The resources and costs needed to implement the program included the coffee shops, the cost of internet service provision and the time required to send messages. The key strategies applied to design the program were network-based education, consciousness raising, environmental reconstruction, environmental reevaluation, role modeling, and perceived thread rising. The main processes applied to implement the program were experimental informal teaching methods (incorporating in the virtual social network and discussing the messages in the virtual group and reaching census, problem-solving discussions), discussing the early negative consequences of hookah smoking (e.g., coughs early in the mornings), and revisiting the services provided to customers in the coffee shops.

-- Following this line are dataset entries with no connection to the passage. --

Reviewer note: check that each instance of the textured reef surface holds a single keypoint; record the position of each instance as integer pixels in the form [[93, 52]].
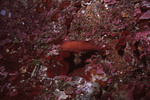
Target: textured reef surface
[[75, 50]]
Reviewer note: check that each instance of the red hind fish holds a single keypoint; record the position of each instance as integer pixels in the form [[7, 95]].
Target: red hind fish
[[77, 46]]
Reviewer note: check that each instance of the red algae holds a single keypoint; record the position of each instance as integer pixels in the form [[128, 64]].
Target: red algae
[[76, 46]]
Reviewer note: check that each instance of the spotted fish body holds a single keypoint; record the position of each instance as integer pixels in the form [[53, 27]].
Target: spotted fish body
[[77, 46]]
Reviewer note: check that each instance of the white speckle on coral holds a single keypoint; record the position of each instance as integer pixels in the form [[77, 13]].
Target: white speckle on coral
[[106, 6], [83, 11]]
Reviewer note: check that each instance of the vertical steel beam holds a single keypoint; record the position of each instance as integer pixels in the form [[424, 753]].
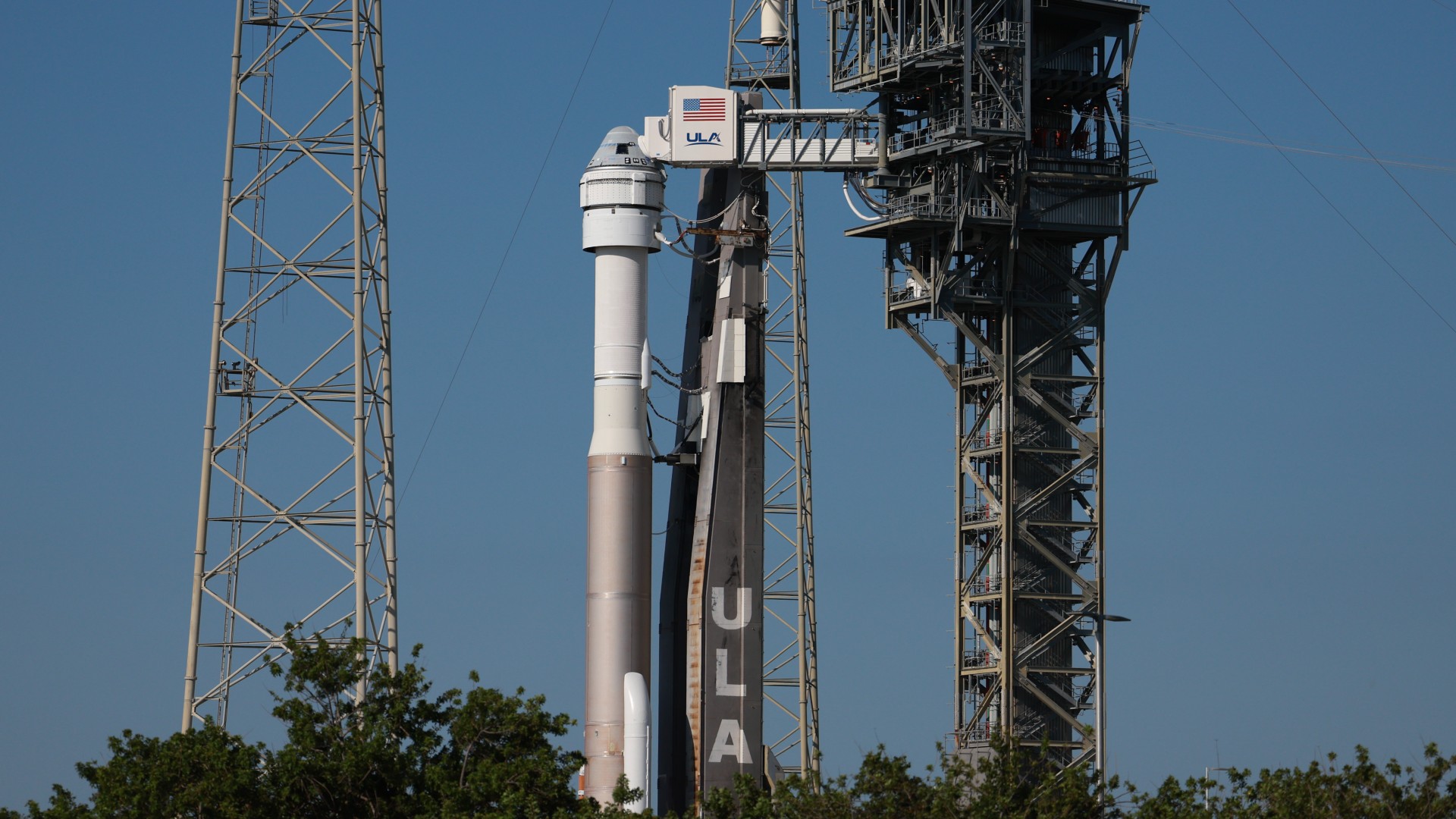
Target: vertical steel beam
[[302, 490], [1003, 209], [764, 57]]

The training team at the group consisted of a public health expert and two researchers of the study (an epidemiologist and a health educationist) who managed the virtual group with 614 members. Also, 11individuals, who used to smoke hookah but have then managed to quit, were included in the group, as lay persons. They played the role of peers in the virtual group and discussed different ways of quitting hookah use with the group members.
In order to revise the services provided to customers in the coffee shops we conducted several changes. To help the participants in accessing healthy food choices in the coffee shops, the administrators were requested to have serving desserts and different kinds of drinks and healthy foods like lentil soup, omelet, ice-cream, figs and broad beans. The participants in the coffee shops were also provided with intellectual game accessories (like chess, mensch, and others) as alternative entertainment instruments. Moreover, hookah smoking-related posters and banners with specific focuses were installed in close to the coffee shops.

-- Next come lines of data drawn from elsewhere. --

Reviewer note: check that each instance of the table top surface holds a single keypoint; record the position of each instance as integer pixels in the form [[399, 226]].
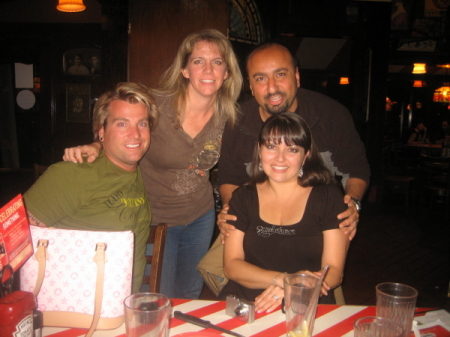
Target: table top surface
[[331, 320]]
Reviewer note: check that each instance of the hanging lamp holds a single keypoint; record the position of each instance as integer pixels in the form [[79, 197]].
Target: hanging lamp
[[70, 6], [442, 94], [419, 68]]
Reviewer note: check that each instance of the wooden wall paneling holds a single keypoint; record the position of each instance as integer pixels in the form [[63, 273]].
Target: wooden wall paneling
[[158, 28]]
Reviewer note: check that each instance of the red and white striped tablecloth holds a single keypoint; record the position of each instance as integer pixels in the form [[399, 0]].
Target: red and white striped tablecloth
[[331, 321]]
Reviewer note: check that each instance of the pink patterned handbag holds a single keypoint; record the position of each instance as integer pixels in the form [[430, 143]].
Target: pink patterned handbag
[[80, 277]]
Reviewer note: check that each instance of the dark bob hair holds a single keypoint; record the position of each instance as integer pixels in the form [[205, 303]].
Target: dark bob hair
[[291, 129]]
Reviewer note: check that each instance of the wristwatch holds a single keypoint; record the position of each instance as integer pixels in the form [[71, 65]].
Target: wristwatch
[[357, 204]]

Two weeks after completing the implementation of program, the questionnaires were again completed by the participants in the experimental and control groups.

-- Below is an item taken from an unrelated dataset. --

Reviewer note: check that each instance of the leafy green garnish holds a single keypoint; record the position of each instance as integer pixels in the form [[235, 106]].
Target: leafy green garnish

The protocol of the study was approved by Ethics Committee in an Iranian medical sciences university [Ethics code: IR.TBZMED.REC.1396.175].
Data analysis
SPSS version 23 was used to analyze the data. Descriptive statistics were calculated to determine mean and standard deviation in quantitative data and frequency and percentage in qualitative data. Independent t-test and Chi-square were used to compare the mean between the groups. Logistic models were used to evaluate the effect of multidimensional intervention on changes in the frequency and duration of hookah consumption by controlling for potential confounders. We used analysis of covariance test to compare the means after adjustment for the dependent variables and potential confounders.